Wednesday, September 24, 2008
From the Shelves of the Paco Library
I am not a great fan of science fiction, fantasy or horror stories, except for Ray Bradbury, and C.S. Lewis’s science fiction trilogy; however, I did stumble across a horror/fantasy novel some time ago that I found vastly entertaining.
The House on the Borderland, first published in 1908, was written by British author William Hope Hodgson. Hodgson led an interesting and varied, but relatively short life (he was killed during WWI at the age of 40), and became a writer primarily from economic necessity. He authored a number of stories about the sea, many based on his experiences as a sailor, but eventually found his real niche as a highly original and imaginative writer of strange tales (according to the article linked above, he was an important influence on H.P. Lovecraft).
Borderland is considered to be a classic among fantasy stories, and I can easily understand why. The action in the novel is not strictly “linear”, but rather, a series of more or less "free-standing" episodes linked together in a curious manuscript discovered in the ruins of an old house by two men on a fishing trip. The setting is an eerie wasteland in Ireland, and there is, throughout the novel, the running theme of a veil that generally, and mercifully, but not always, closes us off from the knowledge of another, and more savage, reality.

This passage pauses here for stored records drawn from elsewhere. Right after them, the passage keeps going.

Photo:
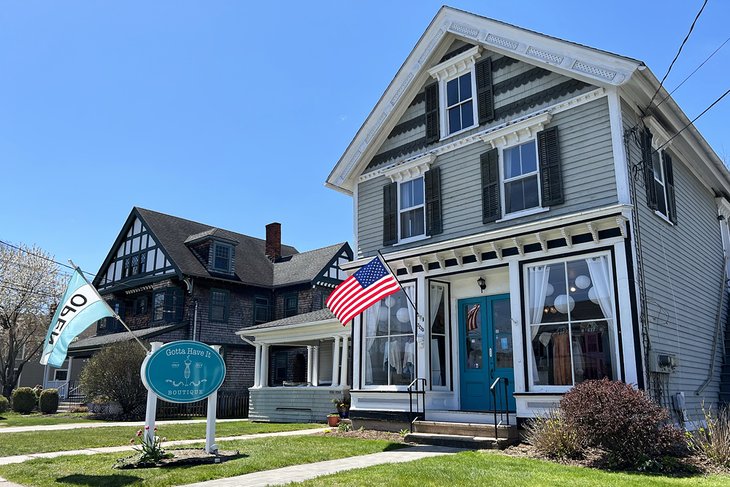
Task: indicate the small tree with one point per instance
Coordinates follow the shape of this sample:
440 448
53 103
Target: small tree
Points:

The narrator describes the environs of the country, which his friend Tonnison had come across on a previous walking tour, and which has prompted the two to take a vacation in the area in order to have a go at fishing in the local river. From the outset, there is an undertone of vague menace, due, in part, to the sheer remoteness of the place:
“Right away in the west of Ireland lies a tiny hamlet called Kraighten. It is situated, alone, at the base of a low hill. Far around there spreads a waste of bleak and totally inhospitable country, where, here and there at great intervals, one may come upon the ruins of some long desolate cottage – unthatched and stark. The whole land is bare and unpeopled, the very earth scarcely covering the rock that lies beneath it, and with which the country abounds, in places rising out of the soil in wave-shaped ridges…I have said that the river is without name; I may add that no map that I have hitherto consulted has shown either village or stream…”
The two men follow the river downstream one day, and find that it disappears into the ground. Scouting about they find that the river reemerges farther on into a huge chasm, and that on the far side stands an old ruin. They eventually find a way to the place, and discover a moldering diary half buried under loose rock. The balance of the novel is concerned with the contents of that diary, and of the horrible events described therein by the original owner of the house that once stood alone in this desolate country, and that is now hardly more than a crumbling wall and a mound of rubble.

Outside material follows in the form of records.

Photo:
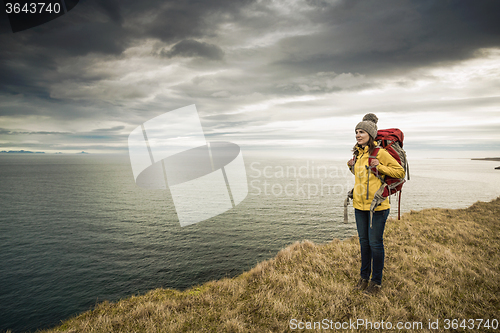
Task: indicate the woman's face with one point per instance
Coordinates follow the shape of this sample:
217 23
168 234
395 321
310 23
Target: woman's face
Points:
362 137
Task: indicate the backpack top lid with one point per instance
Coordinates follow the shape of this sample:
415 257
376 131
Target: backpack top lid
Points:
393 134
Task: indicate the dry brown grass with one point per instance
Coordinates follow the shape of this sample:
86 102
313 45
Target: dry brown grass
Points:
440 264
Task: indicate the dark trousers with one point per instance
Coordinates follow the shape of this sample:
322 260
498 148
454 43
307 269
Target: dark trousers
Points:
372 243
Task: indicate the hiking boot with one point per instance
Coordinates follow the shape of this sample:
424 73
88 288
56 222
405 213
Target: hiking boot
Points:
372 289
362 284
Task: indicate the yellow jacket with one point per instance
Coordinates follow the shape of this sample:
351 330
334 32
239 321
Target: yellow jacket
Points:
387 166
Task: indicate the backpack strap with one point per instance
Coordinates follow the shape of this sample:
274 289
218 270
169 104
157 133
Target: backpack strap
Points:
374 169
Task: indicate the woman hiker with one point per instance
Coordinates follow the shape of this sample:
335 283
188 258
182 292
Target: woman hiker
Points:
371 235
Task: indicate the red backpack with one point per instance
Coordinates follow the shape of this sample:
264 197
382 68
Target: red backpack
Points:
391 140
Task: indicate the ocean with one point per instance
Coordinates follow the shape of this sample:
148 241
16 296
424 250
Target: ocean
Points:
75 230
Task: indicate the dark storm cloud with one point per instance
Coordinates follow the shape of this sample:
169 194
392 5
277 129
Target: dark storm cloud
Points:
193 48
28 59
393 35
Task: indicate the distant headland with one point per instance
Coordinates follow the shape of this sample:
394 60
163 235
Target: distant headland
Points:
488 159
34 152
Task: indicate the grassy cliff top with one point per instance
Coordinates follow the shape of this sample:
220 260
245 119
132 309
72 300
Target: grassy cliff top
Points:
440 264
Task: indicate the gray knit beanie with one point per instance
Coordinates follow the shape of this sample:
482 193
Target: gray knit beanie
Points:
369 124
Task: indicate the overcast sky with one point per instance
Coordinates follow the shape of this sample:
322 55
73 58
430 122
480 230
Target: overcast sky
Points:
285 76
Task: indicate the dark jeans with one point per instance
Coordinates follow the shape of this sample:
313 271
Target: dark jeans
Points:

The author of the diary recounts a descent into a living hell of supposed nightmares that turn out to be true, of demons from a great pit, of a vision of the death of the world (strikingly imagined), and of the final deadly encounter with a thing only heard, not seen.
It is a strange, but mesmerizing, novel, and there is imagery here that I still recall as clearly as if I had read the book only yesterday, though it has easily been ten years since, in my mind’s eye, I have stood at the edge of the chasm with the two fishermen, looking through the fine mist of the roaring cataract at the ruins of the house on the borderland.